Apache Spark processes massive datasets in parallel across clusters. PySpark is the Python API. Instead of loading all data into memory, Spark splits work across machines and combines results—essential for scaling data pipelines.


Why Spark?

Without Spark (pandas):

import pandas as pd
 
# Must fit entire dataset in memory
df = pd.read_csv('huge_file.csv')  # 100 GB? 💥 Memory error
df.groupby('city').sum()

With Spark:

from pyspark.sql import SparkSession
 
spark = SparkSession.builder.appName("pipeline").getOrCreate()
 
# Processes 100 GB across cluster, returns results
df = spark.read.csv('huge_file.csv', header=True)
df.groupBy('city').sum().show()

Core Concepts

RDD (Resilient Distributed Dataset)

The foundation—immutable, partitioned data across nodes.

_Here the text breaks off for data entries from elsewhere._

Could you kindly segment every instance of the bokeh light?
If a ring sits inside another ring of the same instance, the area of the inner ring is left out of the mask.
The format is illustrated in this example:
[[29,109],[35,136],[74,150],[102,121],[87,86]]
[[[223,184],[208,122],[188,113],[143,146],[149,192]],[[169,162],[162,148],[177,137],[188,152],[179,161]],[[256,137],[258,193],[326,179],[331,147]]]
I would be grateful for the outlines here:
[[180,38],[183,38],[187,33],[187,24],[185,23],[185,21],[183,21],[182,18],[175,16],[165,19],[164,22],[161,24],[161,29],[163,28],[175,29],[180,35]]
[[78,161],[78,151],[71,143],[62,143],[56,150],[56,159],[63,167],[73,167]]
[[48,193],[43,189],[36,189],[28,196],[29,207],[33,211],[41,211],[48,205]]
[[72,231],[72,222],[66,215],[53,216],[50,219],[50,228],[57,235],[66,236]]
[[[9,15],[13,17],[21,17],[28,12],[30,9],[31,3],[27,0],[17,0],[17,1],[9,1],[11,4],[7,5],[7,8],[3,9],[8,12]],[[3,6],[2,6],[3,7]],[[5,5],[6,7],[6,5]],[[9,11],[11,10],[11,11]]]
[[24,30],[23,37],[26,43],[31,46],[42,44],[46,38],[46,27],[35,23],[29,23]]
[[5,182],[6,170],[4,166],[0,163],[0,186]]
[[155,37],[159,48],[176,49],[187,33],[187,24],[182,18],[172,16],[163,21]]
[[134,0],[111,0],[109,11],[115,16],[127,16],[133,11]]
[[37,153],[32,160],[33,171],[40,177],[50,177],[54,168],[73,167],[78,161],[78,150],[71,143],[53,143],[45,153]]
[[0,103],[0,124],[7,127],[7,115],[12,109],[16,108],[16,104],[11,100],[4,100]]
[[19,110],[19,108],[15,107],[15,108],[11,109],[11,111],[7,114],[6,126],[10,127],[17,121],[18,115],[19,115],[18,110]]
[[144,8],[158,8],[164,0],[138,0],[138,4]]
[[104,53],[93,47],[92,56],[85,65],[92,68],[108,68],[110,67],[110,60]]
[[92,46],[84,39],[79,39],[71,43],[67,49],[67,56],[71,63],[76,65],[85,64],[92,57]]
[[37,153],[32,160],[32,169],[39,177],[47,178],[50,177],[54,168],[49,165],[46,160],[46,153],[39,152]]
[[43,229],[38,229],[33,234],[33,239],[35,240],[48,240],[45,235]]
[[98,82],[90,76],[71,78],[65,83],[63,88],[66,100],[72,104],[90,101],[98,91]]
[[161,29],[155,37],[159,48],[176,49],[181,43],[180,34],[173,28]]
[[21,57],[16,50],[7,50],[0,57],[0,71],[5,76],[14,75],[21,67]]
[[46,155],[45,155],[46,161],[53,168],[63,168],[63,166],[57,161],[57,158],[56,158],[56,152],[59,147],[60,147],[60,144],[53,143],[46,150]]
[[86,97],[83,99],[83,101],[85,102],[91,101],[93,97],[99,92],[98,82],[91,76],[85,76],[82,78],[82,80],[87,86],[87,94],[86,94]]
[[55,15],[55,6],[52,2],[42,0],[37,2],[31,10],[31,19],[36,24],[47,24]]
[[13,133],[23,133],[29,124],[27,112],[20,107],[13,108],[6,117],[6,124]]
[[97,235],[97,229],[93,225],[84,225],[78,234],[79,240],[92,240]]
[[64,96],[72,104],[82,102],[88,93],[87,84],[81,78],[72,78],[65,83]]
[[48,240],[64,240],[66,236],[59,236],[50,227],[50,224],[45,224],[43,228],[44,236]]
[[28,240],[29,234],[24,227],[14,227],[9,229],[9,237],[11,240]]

from pyspark import SparkContext
 
sc = SparkContext("local", "RDD example")
 
# Create RDD from list
rdd = sc.parallelize([1, 2, 3, 4, 5])
 
# Transform
result = rdd.map(lambda x: x * 2).collect()  # [2, 4, 6, 8, 10]

But: RDDs are low-level. Use DataFrames instead (you’ll 95% of the time).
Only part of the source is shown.